Texte de Estelle Baur
Que ce soit par la danse, le chant ou l'instrument, jeudi, les artistes du Festival de la Cité continuent d'enchanter le public lausannois.
Le spectacle "Une capitale pour la danse" Martin O et Housse de Racket jeudi soir au Festival de la Cité. Photos : Zeina Takache

Une capitale pour la danse contemporaine

À l’occasion de leur anniversaire, huit institutions de la danse lausannoise se sont réunies sous le nom « Une capitale pour la danse » afin de présenter un spectacle d’exception au public de la Cité. La place du château, bondée, a été pour un soir, leur territoire.

 

Emplis de passion, toujours à  la recherche d’excellence, les danseurs se suivent et ne se ressemblent que sur un point: cette joie commune dont ils font preuve. La compagnie de danse Linga, par exemple, présente des chorégraphies avec capteurs, transformant le mouvement en musique. Les corps ondulent et se soutiennent, comme à  la recherche de l’harmonie musicale ainsi créée.

 

Si quelques places désemplissent devant cette danse contemporaine, créant un désagréable remue-ménage, la majorité du public reste, intriguée par ces nouvelles recherches artistiques.

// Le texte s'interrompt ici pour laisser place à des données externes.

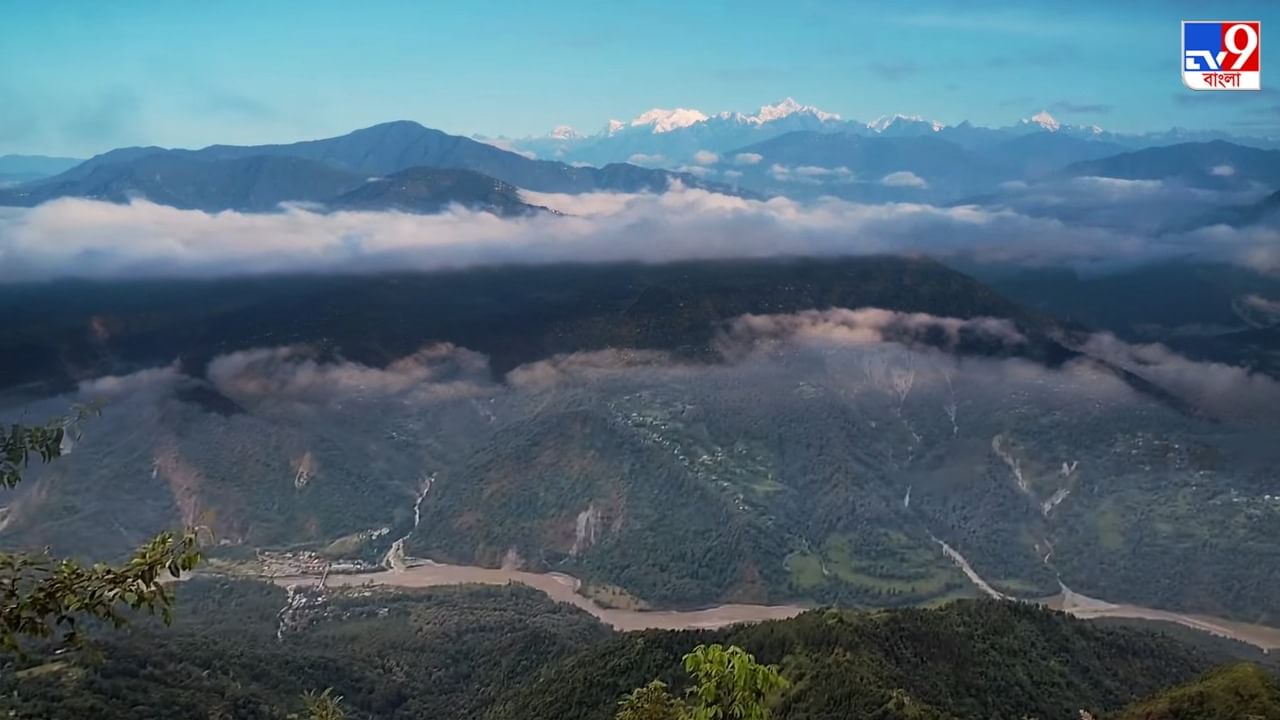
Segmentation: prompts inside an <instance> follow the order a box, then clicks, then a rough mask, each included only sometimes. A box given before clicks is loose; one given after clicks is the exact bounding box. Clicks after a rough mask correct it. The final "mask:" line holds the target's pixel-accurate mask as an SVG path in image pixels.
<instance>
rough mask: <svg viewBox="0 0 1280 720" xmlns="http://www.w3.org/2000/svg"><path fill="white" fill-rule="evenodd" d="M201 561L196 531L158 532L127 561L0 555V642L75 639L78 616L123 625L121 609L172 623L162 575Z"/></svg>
mask: <svg viewBox="0 0 1280 720" xmlns="http://www.w3.org/2000/svg"><path fill="white" fill-rule="evenodd" d="M198 561H200V550H198V544H197V539H196V534H195V532H187V533H183V534H180V536H179V534H174V533H170V532H165V533H160V534H159V536H156V537H155V538H152V539H151V541H148V542H147V543H146V544H143V546H142V547H141V548H138V552H137V555H134V556H133V559H131V560H129V561H128V562H127V564H124V565H123V566H119V568H113V566H110V565H106V564H96V565H92V566H84V565H81V564H78V562H74V561H72V560H55V559H51V557H47V556H33V555H20V553H17V555H15V553H0V646H3V647H4V648H5V650H10V651H17V650H19V646H20V639H22V638H24V637H26V638H47V637H51V635H52V634H54V633H55V632H58V630H61V641H63V642H65V643H70V644H73V643H76V642H78V641H79V632H78V623H77V619H78V618H92V619H96V620H105V621H109V623H110V624H113V625H114V626H120V625H124V624H125V621H127V614H125V612H124V611H125V610H134V611H137V610H145V611H147V612H150V614H156V612H159V614H160V616H161V618H163V619H164V621H165V623H172V621H173V597H172V593H170V592H169V589H168V588H166V587H165V584H164V580H163V575H164V574H168V575H169V577H172V578H180V577H182V574H183V573H189V571H191V570H192V569H195V568H196V564H197V562H198Z"/></svg>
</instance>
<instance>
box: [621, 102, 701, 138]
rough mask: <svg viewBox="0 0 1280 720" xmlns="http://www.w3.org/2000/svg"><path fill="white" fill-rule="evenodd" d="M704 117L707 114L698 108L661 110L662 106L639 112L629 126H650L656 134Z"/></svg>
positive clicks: (635, 126)
mask: <svg viewBox="0 0 1280 720" xmlns="http://www.w3.org/2000/svg"><path fill="white" fill-rule="evenodd" d="M705 119H707V115H704V114H703V113H701V111H700V110H691V109H686V108H676V109H675V110H663V109H662V108H654V109H653V110H649V111H648V113H641V114H640V115H639V117H636V118H635V119H634V120H631V127H644V126H652V127H653V132H654V133H655V135H657V133H659V132H671V131H673V129H678V128H687V127H689V126H692V124H698V123H700V122H703V120H705ZM609 127H611V128H612V127H613V123H612V122H611V123H609Z"/></svg>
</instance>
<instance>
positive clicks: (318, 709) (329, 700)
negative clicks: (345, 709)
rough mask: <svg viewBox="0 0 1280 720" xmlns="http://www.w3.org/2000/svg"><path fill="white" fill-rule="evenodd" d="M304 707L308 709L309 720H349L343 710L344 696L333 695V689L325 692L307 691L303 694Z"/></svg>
mask: <svg viewBox="0 0 1280 720" xmlns="http://www.w3.org/2000/svg"><path fill="white" fill-rule="evenodd" d="M302 705H303V706H306V708H307V720H347V711H346V710H343V708H342V696H335V694H333V688H325V691H324V692H319V693H317V692H315V691H307V692H305V693H302Z"/></svg>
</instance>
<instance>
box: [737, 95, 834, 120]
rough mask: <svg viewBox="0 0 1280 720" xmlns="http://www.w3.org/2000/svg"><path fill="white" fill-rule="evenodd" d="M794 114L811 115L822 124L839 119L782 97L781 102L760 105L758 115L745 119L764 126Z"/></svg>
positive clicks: (825, 112) (808, 105)
mask: <svg viewBox="0 0 1280 720" xmlns="http://www.w3.org/2000/svg"><path fill="white" fill-rule="evenodd" d="M795 114H805V115H813V117H815V118H818V119H819V120H822V122H824V123H826V122H828V120H838V119H840V115H837V114H836V113H827V111H826V110H819V109H818V108H814V106H813V105H801V104H799V102H796V101H795V99H794V97H783V99H782V100H780V101H778V102H774V104H773V105H762V106H760V111H759V113H756V114H754V115H748V117H746V118H745V119H746V120H755V122H756V123H759V124H764V123H769V122H773V120H781V119H782V118H786V117H790V115H795Z"/></svg>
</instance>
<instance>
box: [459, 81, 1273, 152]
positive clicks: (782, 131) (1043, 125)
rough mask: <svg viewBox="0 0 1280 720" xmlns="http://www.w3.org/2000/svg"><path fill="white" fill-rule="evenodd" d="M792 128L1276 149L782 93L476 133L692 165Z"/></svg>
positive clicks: (832, 131)
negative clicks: (720, 111) (986, 116)
mask: <svg viewBox="0 0 1280 720" xmlns="http://www.w3.org/2000/svg"><path fill="white" fill-rule="evenodd" d="M795 131H809V132H835V133H846V135H855V136H865V137H920V136H937V137H941V138H943V140H947V141H950V142H954V143H956V145H960V146H963V147H968V149H982V147H986V146H991V145H997V143H1000V142H1004V141H1007V140H1011V138H1012V137H1016V136H1021V135H1028V133H1043V132H1048V133H1053V135H1056V136H1061V137H1071V138H1076V140H1084V141H1097V142H1106V143H1112V145H1115V146H1119V147H1123V149H1130V150H1133V149H1140V147H1147V146H1153V145H1171V143H1178V142H1206V141H1212V140H1228V141H1233V142H1239V143H1243V145H1252V146H1257V147H1276V146H1280V138H1270V137H1234V136H1230V135H1229V133H1224V132H1212V131H1210V132H1202V131H1185V129H1180V128H1175V129H1171V131H1165V132H1146V133H1117V132H1110V131H1106V129H1103V128H1100V127H1098V126H1092V124H1091V126H1079V124H1071V123H1064V122H1060V120H1057V119H1056V118H1053V117H1052V115H1051V114H1050V113H1048V111H1046V110H1041V111H1039V113H1036V114H1034V115H1032V117H1029V118H1025V119H1021V120H1018V122H1015V123H1012V124H1009V126H1005V127H998V128H986V127H978V126H974V124H972V123H969V122H963V123H959V124H954V126H948V124H946V123H941V122H938V120H929V119H925V118H922V117H919V115H904V114H893V115H883V117H879V118H877V119H874V120H870V122H859V120H847V119H844V118H841V117H840V115H838V114H836V113H829V111H826V110H820V109H818V108H815V106H813V105H804V104H801V102H797V101H796V100H794V99H792V97H786V99H783V100H781V101H778V102H774V104H772V105H764V106H762V108H760V109H759V110H758V111H755V113H751V114H745V113H735V111H722V113H712V114H708V113H703V111H700V110H694V109H685V108H677V109H673V110H668V109H660V108H655V109H652V110H648V111H645V113H641V114H640V115H637V117H636V118H634V119H632V120H630V122H623V120H609V122H608V124H607V126H605V127H604V128H603V129H600V131H599V132H595V133H590V135H582V133H579V132H577V131H575V129H573V128H570V127H564V126H562V127H558V128H556V129H553V131H552V132H550V133H548V135H545V136H541V137H525V138H492V140H490V138H480V137H477V138H480V140H486V141H489V142H494V143H497V145H500V146H504V147H509V149H513V150H518V151H522V152H526V154H530V155H532V156H538V158H548V159H558V160H564V161H571V163H572V161H585V163H590V164H602V163H616V161H627V160H632V161H643V163H646V164H652V165H654V167H669V168H676V167H686V165H698V164H699V161H698V159H699V152H716V154H721V152H727V151H730V150H733V149H737V147H742V146H745V145H751V143H756V142H764V141H767V140H771V138H773V137H777V136H780V135H786V133H788V132H795Z"/></svg>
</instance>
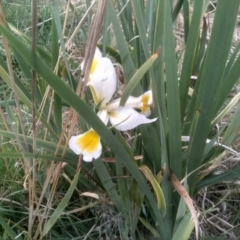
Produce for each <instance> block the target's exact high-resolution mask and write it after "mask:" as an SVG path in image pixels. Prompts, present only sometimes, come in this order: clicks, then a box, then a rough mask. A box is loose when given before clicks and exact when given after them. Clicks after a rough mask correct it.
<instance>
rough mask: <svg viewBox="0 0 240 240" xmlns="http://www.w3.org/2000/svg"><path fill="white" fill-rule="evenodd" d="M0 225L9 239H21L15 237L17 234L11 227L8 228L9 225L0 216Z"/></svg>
mask: <svg viewBox="0 0 240 240" xmlns="http://www.w3.org/2000/svg"><path fill="white" fill-rule="evenodd" d="M0 224H1V226H2V228H3V229H4V230H5V232H6V233H7V234H8V236H9V237H10V238H11V239H16V238H17V239H19V240H21V239H22V238H21V236H17V234H16V233H15V232H14V231H13V229H12V227H10V226H9V224H8V223H7V222H6V221H5V220H4V218H2V217H1V216H0Z"/></svg>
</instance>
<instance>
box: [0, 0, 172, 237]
mask: <svg viewBox="0 0 240 240" xmlns="http://www.w3.org/2000/svg"><path fill="white" fill-rule="evenodd" d="M108 3H111V1H109V2H108ZM0 31H1V32H2V33H3V34H4V35H5V36H6V37H7V38H8V41H9V44H10V45H12V46H15V47H16V49H17V50H18V51H19V53H21V55H22V56H23V57H24V59H25V60H26V61H27V63H28V64H29V65H30V66H31V67H32V68H33V69H34V70H35V71H36V72H37V73H38V74H39V75H40V76H41V77H42V78H43V79H44V80H45V81H46V82H47V83H48V84H49V85H50V86H51V87H52V88H53V90H54V91H55V92H56V93H57V94H58V95H59V96H60V97H61V98H62V99H63V100H64V101H65V102H66V103H68V104H69V106H71V107H73V108H74V109H75V110H76V111H77V112H78V113H79V115H80V116H81V117H82V118H84V120H85V121H86V122H88V123H89V125H90V126H91V127H92V128H93V129H94V130H96V131H97V133H98V134H99V135H100V136H101V137H102V139H103V140H104V141H105V142H106V143H107V144H108V146H109V147H110V148H111V149H112V150H113V151H114V152H115V154H117V155H119V156H121V161H122V163H123V164H124V165H125V166H126V167H127V169H128V170H129V172H130V173H131V174H132V175H133V177H134V178H135V179H136V181H137V182H138V184H139V186H140V187H141V189H142V191H143V193H144V194H145V195H146V197H147V199H148V201H149V203H150V205H151V207H152V209H153V212H154V214H155V216H156V218H157V220H158V221H159V224H160V225H162V226H163V229H162V235H163V237H164V236H165V234H166V233H165V229H166V228H165V227H164V225H165V223H164V220H163V217H162V214H161V213H160V211H159V210H158V208H157V205H156V201H155V199H154V197H153V196H152V193H151V191H150V190H149V188H148V185H147V183H146V181H145V179H144V178H143V176H142V175H141V173H140V172H139V170H138V169H137V167H136V166H135V164H134V163H133V161H132V158H131V157H130V156H129V154H128V153H127V152H126V150H125V149H124V148H123V146H122V145H121V144H119V142H118V140H117V139H116V138H115V137H114V136H113V134H112V133H111V132H110V131H109V130H108V128H107V127H106V126H105V125H104V123H103V122H102V121H101V120H100V119H99V117H98V116H97V115H96V114H95V113H94V112H93V110H92V109H91V108H90V107H89V106H87V105H86V104H85V103H84V102H83V101H82V100H81V99H79V97H78V96H77V95H76V94H75V93H74V92H73V91H72V90H71V89H70V88H69V86H67V85H66V84H65V83H64V82H63V81H62V80H61V79H60V78H59V77H57V76H56V75H55V74H54V73H53V72H52V70H51V69H50V68H49V67H48V66H46V65H45V63H44V62H43V61H42V60H41V59H40V58H39V57H38V56H37V55H36V54H35V53H32V52H31V51H30V50H29V49H28V48H27V47H26V46H25V45H24V44H23V43H21V42H20V41H19V40H18V39H16V38H15V37H14V36H13V35H12V34H11V33H10V32H9V31H8V30H7V29H5V28H4V27H3V26H1V25H0ZM165 239H167V238H165Z"/></svg>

Une création originale qui inverse les rapports entre danse et musique.

 

Vocalises magiques

Il valait mieux ne pas arriver en retard au concert de Martin O si on espérait voir l’artiste hier soir. En effet, la place St. Maur a rapidement été bondée, le public débordant sur la rue. Bon nombre de parents portaient leur enfant sur leurs épaules.

 

De son côté, Martin O, accompagné d’un irrésistible accent suisse allemand et doté de beaucoup d’humour, a emporté le public dans son univers, non sans un plaisir communicatif. Prétextant un élan pédagogique, il a expliqué aux spectateurs le principe de son art, organisé autours d’enregistrements simultanés.

 

En résulte un morceau à  part entière. Car Martin O est un virtuose des vocalises. Amateur de beat-box, capable de réaliser avec sa voix seule différents instruments et répertoires, valsant de notes graves à  beaucoup plus aiguës, l’artiste explore les possibilités de cet « instrument » si souvent mal considéré dans le métier. Un show de qualité.

 

Le match en double de Housse de Racket

Housse de Racket remet la pop française à  l’honneur. Le duo – un guitariste et un batteur – tels des néo-Beatles hipsters font se déchainer filles et garçons avec des arguments conséquents comme une bonne dose de décibels et d’effets lumineux. Énergique, le duo pop a proposé de nombreuses compositions aux rythmes entrainants. Les rifs sont efficaces, les soli passionnés, les rythmes intenses, les fins abruptes et les effets recherchés très intéressants.

 

Les spectateurs, venus d’abord trop peu nombreux, ont vite vu leurs rangs grossirent grâce aux passants. Impliqués, les jeunes musiciens ont beaucoup communiqué avec le public lausannois, ce qui n’a fait qu’encourager l’enthousiasme général.

 

Comme des grands du genre, les deux artistes semblent avoir déjà  tout compris. Ils proposent même un morceau de zouk pour relancer le spectacle. Assurément, ces deux garçons de la Rochelle ont du talent. Un groupe à  suivre, qui fera parler de lui.